2012-It's the End of the World as we Know it and John Cusack's still fine
Before anyone asks, yes I have seen The Day After Tomorrow, and no, I didn't hate it. I didn't love it either, but there are certain things that I think you just have to go along with in a Roland Emmerich movie. Things like, the world will end, there will be some attractive heroes, and a majority of scenes will get the reaction "Come on!" in the most delightful way possible. Unlike Michael Bay who seemingly has no reasons for blowing things up except that he likes to watch them go "Boom!" Roland Emmerich at least tries to lay the groundwork for his love of destructing national monuments and entire cities. That groundwork is usually that the planet is in peril, but that humanity will always find a way to survive. I like his groundwork. I also like that he pretty much lays everything out on the table. Nothing will be spared, but there's usually a fun journey to get to that point.
2012 is no exception. Except that with this one he throws in the kitchen sink too. The level of complete annihilation the world will have to endure if this Mayan calendar thing is right is so far beyond impressive that you want to shake both the science advisors and the special effects guys hands. In the action sequences, which I think are at least mildly impressive and slightly suspenseful (towards the end) there always comes a moment where it seems like you think to yourself "Ok now, they'll be alright" and then Emmerich throws in one little glitch, for good measure. It's like he was sitting back in post-production and his favorite motto was "it's not enough" and so they'd add just a little more.

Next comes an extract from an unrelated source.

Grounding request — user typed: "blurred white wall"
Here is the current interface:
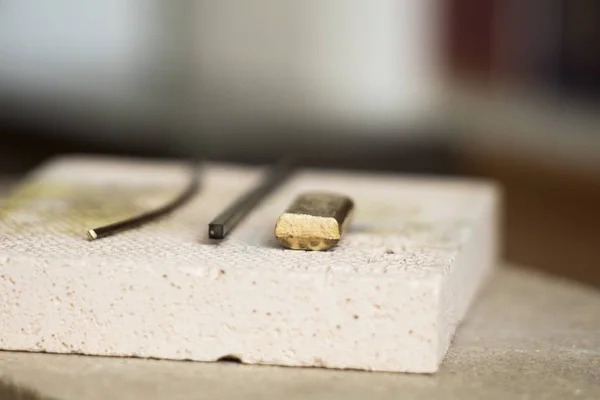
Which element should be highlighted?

This is a huge movie, and it feels like it. Sometimes with these movies you run the risk of a completely incoherent story (Transformers 2), completely ridiculous characters (Transformers 2) and terrible acting (Transformers 2). Basically you run the risk of it turning into a Jerry Bruckheimer produced and/or Michael Bay directed smorgasbord of sensory overload. But something about 2012 feels more like Independence Day than the recent summer blockbuster slumpers. The characters have heart, mostly, and the story moves along at a pace that doesn't feel sluggish, despite its 2 1/2 hour plus running time. I'm a John Cusack fan so you'll hear no complaints for me on the casting of Cusack in such an enormous film. He's got enough clout to carry this thing, but the good news is he doesn't have to. The standout for me was Chiwetel Ejiofor (who is quickly climbing my list of favorite actors) who always remembers he's an actor first and never gives a half-assed moment despite what could be seen as silly circumstances. With a slightly smarmy villainous turn by Oliver Platt (who I've loved since Disney's Three Musketeers) and a fantastic cameo by the on-fire Woody Harrelson, the story is able to take precedence over the effects.
I'm giving it 3 and 1/2 (out of 5) giant Russian planes. I don't think I can say it's better than Independence Day but it's certainly better than the Day After Tomorrow, and definitely worth a view on the big screen.